Categories
All CartoLab English Software Libre

Analysis on free software communities (I): a quantitative study on GRASS, gvSIG and QGIS

Disclaimer – this post is part of a serie: I (this one), IIIIIIV and V.

When selecting an aplication, it’s very common to weight tecnological factors -what the aplication enable us to do?- and economic ones -how money do we need?. And yet, there is a third factor to take into account, the social aspects of the project: the community of users and developers who support it and make it be alive.

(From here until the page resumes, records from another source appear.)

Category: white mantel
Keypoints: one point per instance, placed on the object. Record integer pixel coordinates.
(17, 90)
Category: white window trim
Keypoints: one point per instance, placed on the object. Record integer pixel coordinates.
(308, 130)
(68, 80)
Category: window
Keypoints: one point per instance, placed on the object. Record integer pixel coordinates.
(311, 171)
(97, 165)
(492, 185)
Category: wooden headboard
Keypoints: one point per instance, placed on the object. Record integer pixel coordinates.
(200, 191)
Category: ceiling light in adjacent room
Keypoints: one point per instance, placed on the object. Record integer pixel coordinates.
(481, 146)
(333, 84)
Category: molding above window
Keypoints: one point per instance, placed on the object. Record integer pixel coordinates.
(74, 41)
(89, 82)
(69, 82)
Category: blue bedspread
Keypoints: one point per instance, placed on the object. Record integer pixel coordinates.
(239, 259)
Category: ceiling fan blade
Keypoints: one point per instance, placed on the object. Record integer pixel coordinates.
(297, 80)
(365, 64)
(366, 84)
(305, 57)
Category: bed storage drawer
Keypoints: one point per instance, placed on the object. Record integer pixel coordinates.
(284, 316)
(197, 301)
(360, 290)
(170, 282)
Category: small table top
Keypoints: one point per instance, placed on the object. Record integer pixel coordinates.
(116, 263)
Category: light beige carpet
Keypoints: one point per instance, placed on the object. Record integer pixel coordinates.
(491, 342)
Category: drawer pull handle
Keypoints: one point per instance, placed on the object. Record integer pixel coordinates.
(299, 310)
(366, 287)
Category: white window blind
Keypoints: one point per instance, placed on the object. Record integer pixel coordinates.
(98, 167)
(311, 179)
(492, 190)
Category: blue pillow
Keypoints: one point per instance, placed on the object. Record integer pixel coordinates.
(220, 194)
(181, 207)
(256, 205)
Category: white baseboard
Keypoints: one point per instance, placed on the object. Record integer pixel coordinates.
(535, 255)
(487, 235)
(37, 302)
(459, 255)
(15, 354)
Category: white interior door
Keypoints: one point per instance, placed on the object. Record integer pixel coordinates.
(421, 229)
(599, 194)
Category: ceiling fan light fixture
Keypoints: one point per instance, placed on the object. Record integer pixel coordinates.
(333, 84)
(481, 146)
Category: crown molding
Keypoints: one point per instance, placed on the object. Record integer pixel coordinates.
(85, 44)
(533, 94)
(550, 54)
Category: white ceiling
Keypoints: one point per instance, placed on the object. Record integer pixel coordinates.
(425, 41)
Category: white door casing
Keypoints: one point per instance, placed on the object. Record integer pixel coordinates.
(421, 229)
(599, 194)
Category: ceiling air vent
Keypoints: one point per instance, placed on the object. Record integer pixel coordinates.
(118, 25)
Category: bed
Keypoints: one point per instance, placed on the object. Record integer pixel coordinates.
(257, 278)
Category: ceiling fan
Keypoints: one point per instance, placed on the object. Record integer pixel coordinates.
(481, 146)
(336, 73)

During a serie of posts begin with this, I’m going to show a quantitative analysis of communities from 3 reference projects in GIS arena: GRASSgvSIG y QGIS. We selected those, as they are viewed as the more mature projects in desktop GIS, they are under OSGEO Fundation umbrella and show some differences on the actors who bootstrapped and manage today.

What we have done?

During the more than 25 years of free software movement, it has delighted us with the high capacity for fostering creation and innovation a community-based model has. Along last years, that model proved its viability in other areas too: content creation (wikipedia), cartographic data creation (openstreetmaps)translating books, etc. Yet, few is known on “how to bootstrap and grow a community”. The only thing we can do is observing what others have done and learn from their experience.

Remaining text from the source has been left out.